• Evreux (Louis Barron - Le nouveau voyage de France (1899))

        L'Eure, au delà de Dreux, se fraye chemin entre des hauteurs boisées, au travers de taillis giboyeux et de grasses prairies qui fixent dans ce bon pays de chasse et de pêche plus d'un millionnaire. Ce ne sont à la file que parcs et châteaux. Le plus joli de tous était jadis celui d'Anet, véritablement féerique, ayant été construit par Philibert Delorme pour Diane de Poitiers, sculpté par Jean Goujon et éclairé par des vitraux de Jean Cousin. Il fut démoli à peu près entièrement sous la Révolution, et les débris qu'en a recueillis le palais de l'École des beaux-arts, à Paris, le font assez regretter des artistes.
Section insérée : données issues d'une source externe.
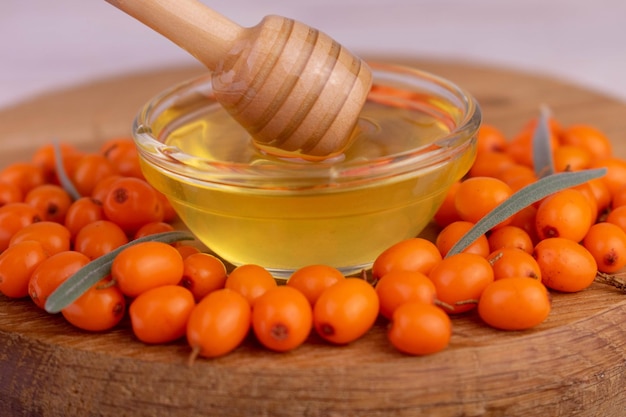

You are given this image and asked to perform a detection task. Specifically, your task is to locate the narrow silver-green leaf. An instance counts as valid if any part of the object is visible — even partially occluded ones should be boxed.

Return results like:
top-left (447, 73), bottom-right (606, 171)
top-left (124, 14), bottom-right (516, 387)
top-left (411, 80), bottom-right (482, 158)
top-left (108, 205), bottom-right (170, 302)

top-left (45, 231), bottom-right (194, 313)
top-left (532, 107), bottom-right (554, 178)
top-left (52, 139), bottom-right (81, 200)
top-left (446, 168), bottom-right (607, 256)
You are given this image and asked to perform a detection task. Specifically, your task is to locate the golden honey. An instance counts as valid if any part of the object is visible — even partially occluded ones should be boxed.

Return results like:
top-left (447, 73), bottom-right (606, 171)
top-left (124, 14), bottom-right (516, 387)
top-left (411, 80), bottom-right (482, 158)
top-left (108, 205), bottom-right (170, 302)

top-left (136, 62), bottom-right (477, 277)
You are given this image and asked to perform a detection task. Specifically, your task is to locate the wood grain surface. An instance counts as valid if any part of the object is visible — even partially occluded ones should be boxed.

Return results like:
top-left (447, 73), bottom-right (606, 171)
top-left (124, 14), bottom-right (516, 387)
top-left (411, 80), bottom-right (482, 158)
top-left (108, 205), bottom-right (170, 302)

top-left (0, 59), bottom-right (626, 417)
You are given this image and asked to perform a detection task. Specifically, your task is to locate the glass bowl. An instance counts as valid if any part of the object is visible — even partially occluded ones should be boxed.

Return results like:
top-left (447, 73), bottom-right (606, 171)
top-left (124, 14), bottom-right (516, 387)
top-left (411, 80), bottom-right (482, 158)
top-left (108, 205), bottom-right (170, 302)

top-left (133, 63), bottom-right (481, 278)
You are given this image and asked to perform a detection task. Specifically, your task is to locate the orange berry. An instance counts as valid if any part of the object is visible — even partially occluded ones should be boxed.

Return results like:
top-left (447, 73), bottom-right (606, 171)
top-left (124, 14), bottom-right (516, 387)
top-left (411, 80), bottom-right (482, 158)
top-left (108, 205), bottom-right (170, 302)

top-left (128, 284), bottom-right (196, 344)
top-left (536, 188), bottom-right (595, 242)
top-left (387, 301), bottom-right (452, 355)
top-left (74, 220), bottom-right (128, 260)
top-left (224, 264), bottom-right (278, 306)
top-left (487, 225), bottom-right (535, 253)
top-left (487, 248), bottom-right (541, 281)
top-left (28, 251), bottom-right (89, 309)
top-left (0, 240), bottom-right (48, 298)
top-left (9, 222), bottom-right (70, 256)
top-left (478, 277), bottom-right (551, 330)
top-left (429, 253), bottom-right (494, 314)
top-left (179, 252), bottom-right (227, 302)
top-left (454, 177), bottom-right (513, 226)
top-left (0, 203), bottom-right (43, 252)
top-left (533, 237), bottom-right (598, 292)
top-left (375, 271), bottom-right (437, 319)
top-left (287, 265), bottom-right (345, 306)
top-left (61, 277), bottom-right (126, 332)
top-left (476, 123), bottom-right (508, 153)
top-left (435, 221), bottom-right (490, 257)
top-left (560, 124), bottom-right (613, 160)
top-left (313, 278), bottom-right (379, 345)
top-left (252, 285), bottom-right (313, 352)
top-left (187, 288), bottom-right (252, 358)
top-left (582, 223), bottom-right (626, 273)
top-left (24, 184), bottom-right (72, 223)
top-left (65, 197), bottom-right (104, 240)
top-left (111, 241), bottom-right (184, 299)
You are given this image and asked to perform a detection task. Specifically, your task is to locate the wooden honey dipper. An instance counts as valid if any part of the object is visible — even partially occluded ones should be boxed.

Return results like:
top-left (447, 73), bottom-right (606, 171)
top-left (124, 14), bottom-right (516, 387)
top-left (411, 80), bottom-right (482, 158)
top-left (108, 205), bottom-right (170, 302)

top-left (106, 0), bottom-right (372, 159)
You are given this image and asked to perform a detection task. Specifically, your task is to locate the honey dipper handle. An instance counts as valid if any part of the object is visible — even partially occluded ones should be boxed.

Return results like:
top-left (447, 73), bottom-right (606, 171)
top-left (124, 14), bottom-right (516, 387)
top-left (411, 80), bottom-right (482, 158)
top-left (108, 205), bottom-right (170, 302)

top-left (105, 0), bottom-right (243, 69)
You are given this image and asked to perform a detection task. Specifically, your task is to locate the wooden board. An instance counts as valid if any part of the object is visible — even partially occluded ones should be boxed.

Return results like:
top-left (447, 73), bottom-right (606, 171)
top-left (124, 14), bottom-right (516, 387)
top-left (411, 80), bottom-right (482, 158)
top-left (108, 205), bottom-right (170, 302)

top-left (0, 60), bottom-right (626, 417)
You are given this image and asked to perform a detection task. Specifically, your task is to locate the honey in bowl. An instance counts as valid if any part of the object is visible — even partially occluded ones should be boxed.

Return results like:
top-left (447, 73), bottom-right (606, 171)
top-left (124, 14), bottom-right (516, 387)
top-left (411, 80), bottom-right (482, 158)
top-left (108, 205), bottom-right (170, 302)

top-left (134, 64), bottom-right (480, 277)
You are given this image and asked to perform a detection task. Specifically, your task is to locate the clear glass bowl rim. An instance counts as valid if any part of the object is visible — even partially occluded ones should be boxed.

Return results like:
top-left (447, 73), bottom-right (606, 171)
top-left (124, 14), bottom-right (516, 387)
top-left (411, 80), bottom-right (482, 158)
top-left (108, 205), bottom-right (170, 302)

top-left (132, 62), bottom-right (482, 188)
A petite distance de cette voluptueuse campagne des Valois et des Vendôme, près d'Ivry, surnommée la Bataille, à Épieds, une pyramide marque la place où se dressait la tente du vainqueur « au panache blanc » du combat du 14 mars 1590.

        A l'ouest de la vallée, autour d'Évreux, vieille ville modernisée, s'étendent les vastes plateaux fertiles appelés campagne du Neubourg, campagne Saint-André, pays d'Ouche. Terres de labour et vastes pacages, ils caractérisent la Normandie; province de grande culture. Sur l'herbe drue et brillante des prairies, vingt-cinq à trente pommiers par hectare jettent l'ombre de leurs rameaux noueux et penchés, et la route longe fréquemment ces interminables bandes horizontales de plantations uniformes auxquelles on donne le nom pittoresque de « mouchoirs à bœufs ». Ces vastes champs appartiennent de plus en plus à de grands propriétaires qui, pour se passer d'ouvriers, s'isoler, par économie ou par orgueil, tendent à convertir en pâtures d'élevage les grasses terres de labour. Aussi le regard éprouve-t-il rarement la joie d'y rencontrer la plaisante métairie et le modeste enclos qui laisseraient entrevoir l'image de bonheur rêvée par le poète : 0 fortunatos nimium. La grande ferme louée à bail pour neuf ans et le château du maître avec ses dépendances accaparant le sol, l'ouvrier agricole, chassé du champ héréditaire que lui ravissent l'usure ou l'avidité, s'en va demander à l'usine un salaire misérable. Souvent même il quitte le pays natal, sur la foi d'un dicton plus ingénieux que sage : Sangement de patis réjouit la berbis. Le département de l'Eure a perdu de cette manière, en quelques années, vingt-cinq mille de ses enfants d'origine, et ce triste mouvement continue; la solitude se fait où était la vie, la menaçante solitude des latifundia, triomphe léthifère de l'égoïsme.